There are several ways in which the whales can manage the market. The “rinse and repeat” cycle is the most popular. A large player starts selling large amounts of digital money at below market prices. This causes panic, after which the cost of e-money drops sharply. The initiator gains the most benefit, buying assets at the most favorable rate, and then the cycle repeats.

This is just one of the ways to influence the digital money market. In fact, there are many cases when the “whales” can rule the crypto world. Due to the relatively small market capitalization of $ 134 billion and the lack of legal control, this industry is ideal for various kinds of manipulations. But as the Blockchain industry develops, the larger and more transparent it becomes, the less space will be left for manipulation.
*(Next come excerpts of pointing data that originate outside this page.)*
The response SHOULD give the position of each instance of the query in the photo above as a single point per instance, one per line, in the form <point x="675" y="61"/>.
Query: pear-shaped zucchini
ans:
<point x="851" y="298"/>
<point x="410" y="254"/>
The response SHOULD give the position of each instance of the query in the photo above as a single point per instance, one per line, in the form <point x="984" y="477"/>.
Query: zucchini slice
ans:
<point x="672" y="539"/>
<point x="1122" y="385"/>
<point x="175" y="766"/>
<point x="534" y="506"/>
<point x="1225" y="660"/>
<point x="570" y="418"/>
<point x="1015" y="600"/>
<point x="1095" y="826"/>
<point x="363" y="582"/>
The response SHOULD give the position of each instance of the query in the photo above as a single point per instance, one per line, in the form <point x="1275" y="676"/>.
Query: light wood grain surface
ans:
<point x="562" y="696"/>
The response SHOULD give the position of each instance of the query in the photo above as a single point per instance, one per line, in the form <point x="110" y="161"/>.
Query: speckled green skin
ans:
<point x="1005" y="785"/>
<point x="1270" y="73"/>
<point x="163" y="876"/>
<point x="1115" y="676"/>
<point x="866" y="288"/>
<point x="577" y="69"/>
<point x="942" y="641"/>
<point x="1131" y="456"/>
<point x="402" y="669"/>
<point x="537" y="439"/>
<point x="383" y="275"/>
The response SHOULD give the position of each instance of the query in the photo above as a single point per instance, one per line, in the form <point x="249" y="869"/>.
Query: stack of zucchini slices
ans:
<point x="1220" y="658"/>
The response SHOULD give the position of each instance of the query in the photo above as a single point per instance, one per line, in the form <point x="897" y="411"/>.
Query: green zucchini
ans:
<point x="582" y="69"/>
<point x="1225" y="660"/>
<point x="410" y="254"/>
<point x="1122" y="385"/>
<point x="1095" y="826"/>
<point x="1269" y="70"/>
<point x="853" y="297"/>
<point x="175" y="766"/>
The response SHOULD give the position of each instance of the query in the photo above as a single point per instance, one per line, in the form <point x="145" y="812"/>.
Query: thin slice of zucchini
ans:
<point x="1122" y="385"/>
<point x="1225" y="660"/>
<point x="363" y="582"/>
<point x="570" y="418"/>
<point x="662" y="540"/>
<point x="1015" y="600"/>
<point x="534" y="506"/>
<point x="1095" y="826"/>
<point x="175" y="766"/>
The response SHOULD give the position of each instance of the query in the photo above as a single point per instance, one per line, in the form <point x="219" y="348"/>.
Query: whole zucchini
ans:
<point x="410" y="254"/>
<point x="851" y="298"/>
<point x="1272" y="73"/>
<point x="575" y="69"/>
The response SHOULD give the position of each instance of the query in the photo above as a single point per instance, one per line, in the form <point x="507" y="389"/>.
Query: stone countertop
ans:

The publicity of cryptocurrency transactions allows us to manage our savings. For many investors, the actions of “whales” is a signal for buying or selling. Players of this level will not invest hundreds of millions of dollars if they are not sure about the prospects for making a profit. Therefore, such movements of funds are used for some additional market analytics and forecasting. The actions of “whales” can often lead to various changes on the crypto market. The recent drop in the price of Bitcoin to $ 30,000 came after rumors on Twitter about Tesla selling digital coins. Tesla CEO Elon Musk later denied this information and said that the company has not sold a single digital coin since March this year, when it recorded a cryptocurrency profit of $ 101 million.

Small investors try to track the movements of the whales, as large holders of digital assets act professionally and choose investment options with the lowest risk of incurring losses. If whales suddenly sell off assets, then this is a signal to the rest of the market that the rate is expected to fall.

However, in this case, attempts to manipulate the market cannot be excluded, experts warn. One “whale” may have several wallets: from one he sells a large amount, provoking a depreciation, and from the other he buys cheaper. Also, there are personal reasons for selling coins. Thus, movement on the “whale” wallets can in no way be considered as the only and key indicator of the rise or fall of the market.

Ordinary users are unlikely to have access to real-time information about whale activity. It is unlikely that large holders of digital coins will carry out transactions on centralized exchanges in contrast to selling cryptocurrencies without intermediaries. It is believed that the role of whales in the market will be rather secondary, because of the increasing public impact of media.

What should be taught from whales?

Speaking of whale tools and methods for getting the most benefit, cryptocurrency wallets are worth mentioning too.

  1. Recently, more and more large investors have started using cross-platform wallets such as Bitmarket Network Client. The ability to use different electronic coins in one place saves a lot of money and time.
  2. Also, whales use only proven and 100% reliable services to store savings that do not have access to the Internet. This allows users to be sure that personal data does not fall into the wrong hands.

Thus, if possible, choose wallets with two-factor authentication and open source. It will save not only your money but also spare you from undesirable stress.